Why does my code run very slow on testset?

The code is here:

    device = torch.device('cuda')
    num_classes = 21

    model = resnet34_aspp()
    model.load_state_dict(torch.load('./resnet34-aspp.pth'))

    train_transform = A.Compose([
        A.HorizontalFlip(p=0.5),
        A.VerticalFlip(p=0.5),
        A.RandomRotate90(p=0.5),
        A.Resize(512, 512),
    ])
    test_transform = A.Compose([
        A.Resize(512, 512)
    ])

    datapath = '/root/autodl-tmp/data/VOC'

    trainset = VOCSeg(root=datapath, year='2012', image_set='train', download=False, transforms=train_transform)
    trainloader = torch.utils.data.DataLoader(
        dataset=trainset,
        shuffle=True,
        batch_size=80,
        num_workers=12,
        pin_memory=True
    )
    testset = VOCSeg(root=datapath, year='2012', image_set='val', download=False, transforms=test_transform)
    testloader = torch.utils.data.DataLoader(
        dataset=testset,
        shuffle=False,
        batch_size=32,
        num_workers=12,
        pin_memory=True
    )
    optimizer = torch.optim.SGD(model.parameters(),
                                lr=1e-4,
                                momentum=0.9,
                                weight_decay=5e-4
                                )
    model.train()
    model.to(device)
    loss_func = nn.CrossEntropyLoss()
    confm = ConfusionMatrix(21)
    for epoch in tqdm(range(1, 201)):
        loss_mean = []
        model.train()
        for inputs, labels in trainloader:
            inputs, labels = inputs.to(device), labels.long().to(device)
            outputs = model(inputs)
            loss = loss_func(outputs, labels)
            loss_mean.append(loss.item())
            loss.backward()
            optimizer.step()
            optimizer.zero_grad()
        print(f'epoch{epoch}:{np.sum(loss_mean) / len(loss_mean)}')

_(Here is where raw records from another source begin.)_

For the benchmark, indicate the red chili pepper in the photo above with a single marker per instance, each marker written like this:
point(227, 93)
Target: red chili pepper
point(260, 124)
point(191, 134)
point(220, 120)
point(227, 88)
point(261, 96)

        if epoch % 20 == 0:
            with torch.no_grad():
                model.eval()
                print('test')
                for inputs, labels in tqdm(testloader):
                    inputs, labels = inputs.to(device), labels.to(device)
                    outputs = model(inputs)
                    confm.update(labels.flatten(), outputs.argmax(1).flatten())
                s_acc_global, s_acc, s_iou, s_f1 = confm.compute(with_background=False)
                s_acc, s_iou, s_f1 = s_acc.mean().item(), s_iou.mean().item(), s_f1.mean().item()
                print(f's_acc_global:{s_acc_global} s_iou:{s_iou} s_f1{s_f1}')
            confm.reset()
        torch.save(model.state_dict(), 'resnet34-aspp.pth')

It takes 153 seconds to finish an epoch on trainset. But it takes almost an hour to finish an epoch on testset (trainset contains about 15000 pictures and testset contains about 1600 pictures). I notice that the GPU memory usage is 24186MiB / 24576MiB when the model is been training, which I guess there is GPU memory exchange during the test period. But I’m not sure that this can be such time comsuption.

Profile your code and try to narrow down where the bottleneck is. E.g. it’s unclear how expensive confm.compute(with_background=False) is etc.
Alternatively remove additional code executed in the validation loop until you (almost) match the training code and check if this would speed it up.

Hey, @ptrblck .
The confusion matrix code, and I think it is normal.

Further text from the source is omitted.